In “Still I Rise” by Maya Angelou, a speaker explains how no amount of poor treatment will keep her from achieving and living her life. Throughout the poem the African American female voice refers to someone in second person in a confident and almost mocking tone, asking if the person is offended or upset by the speaker’s sassiness, haughtiness, and sexiness. The person she can be referring to is a white man, as when the poem was written, oppression and hatred was a common struggle for most if not all African Americans. The speaker begins in the first stanza by acknowledging how she and other African American women will be documented into history from a biased and unfair view through “bitter, twisted lies”. She uses a simile to compare how she will rise up against the negativity to how dirt rises from dust. After asking if her sassiness upsets someone and if that someone is “beset with gloom”, the speaker goes on to explain how her sassiness looks to the outside world – like she has “oil wells/ Pumping in [her] living room”. She emphasizes that her opposers wish to bring her down through poverty but even in the harshest conditions, she manages to appear free of financial issues. She, once again, uses a simile in the third stanza to compare her rise to the rise of the moon, sun and tides, making clear that her and other African American women’s rise is inevitable and will ultimately happen in the future. The speaker continues in the fourth stanza to emphasize how black women are expected to appear: “bowed head and lowered eyes…/shoulders falling down…/weakened by…soulful cries”. Her questioning reveals her confidence and her sureness that she will never appear like this. She also questions if her haughtiness offends the man in the fifth stanza. She immediately follows the question with a humorous image of “gold mines/Diggin’ in [her] own backyard,” also emitting a confident tone.
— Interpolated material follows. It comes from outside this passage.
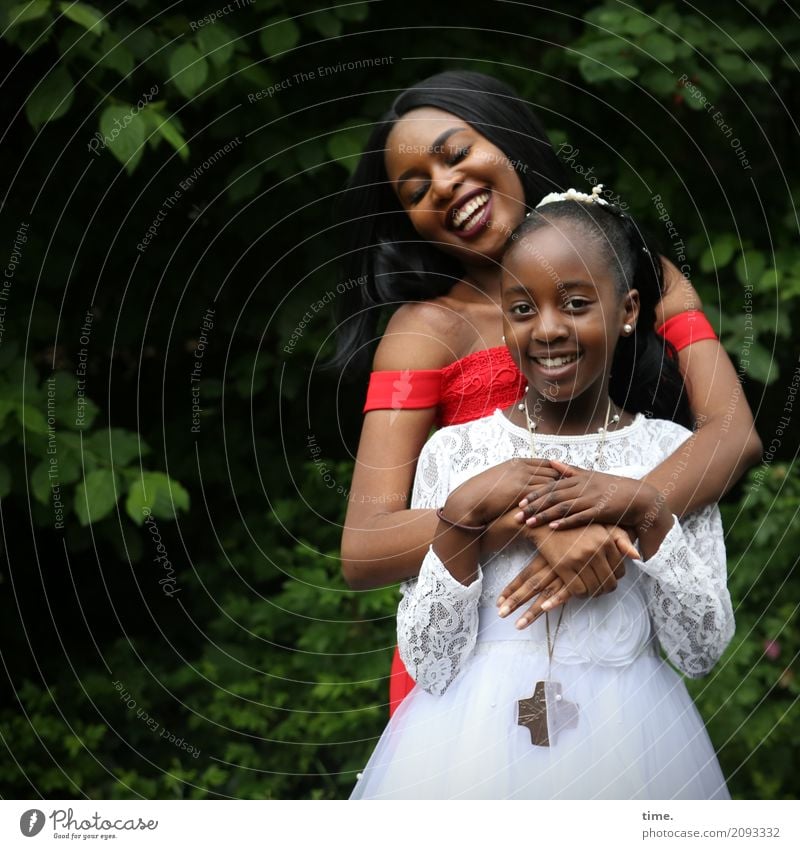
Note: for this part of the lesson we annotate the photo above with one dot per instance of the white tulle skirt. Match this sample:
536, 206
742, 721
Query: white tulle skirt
638, 735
The sixth stanza analyzes the different methods that are used to belittle the speaker and other African American women. She is shot down with words, cut with looks she receives, and killed by hate. In other words, her and other African Americans are shown hatred through the dirty looks they receive, the awful things they are told and called, and the hatred expressed towards them. Nonetheless, the hatred the speaker receives will not and cannot discourages her because she “still, like air, [will] rise”. The speaker asks one last and final question directly to someone else: “Does my sexiness upset you?/Does it come as a surprise/ That I dance like I’ve got diamonds/At the meeting of my thighs?” Maya Angelou referring to her strip club past, embodies herself through the speaker, and questions whether her dancing like she has something to show off between her legs makes the person she is speaking to uncomfortable and irritated. The eighth and final stanza of the poem she will rise out of the “huts of history’s shame” and leave the reputation she was given from the past in the past. She will rise up “from a past that’s rooted in pain” and leave behind nights of “terror and fear”, in other words, accepting that she had a painful past and create a better future for herself and her race. The speaker repeats “I rise” seven times in the final stanza to create a sense of hope and clarify that she is optimistic and sure of a bright and empowered future.
Although I am not an African American woman living through oppression and hatred, I can relate to “Still I Rise” by Maya Angelou. Angelou wrote the poem to express how she is underestimated and often belittled. Being a usually calm and quiet758 individual in high school, I am often not very much noticed or people don’t expect much of me. Angelou is giving the world a warning of her rise and her capability in this poem and even though many people know what I am capable of, I still have more to me than what meets the eye. “Still I Rise” has a confident and empowered tone and the speaker has an attitude that almost says “you don’t what’s coming for you”. Readers will either love the confidence in Angelou’s poem or be opposed to it, I, however, am a huge supporter. “Still I Rise” is a perfect representation of my capability to diminish peoples doubt in me, like Angelou most likely did.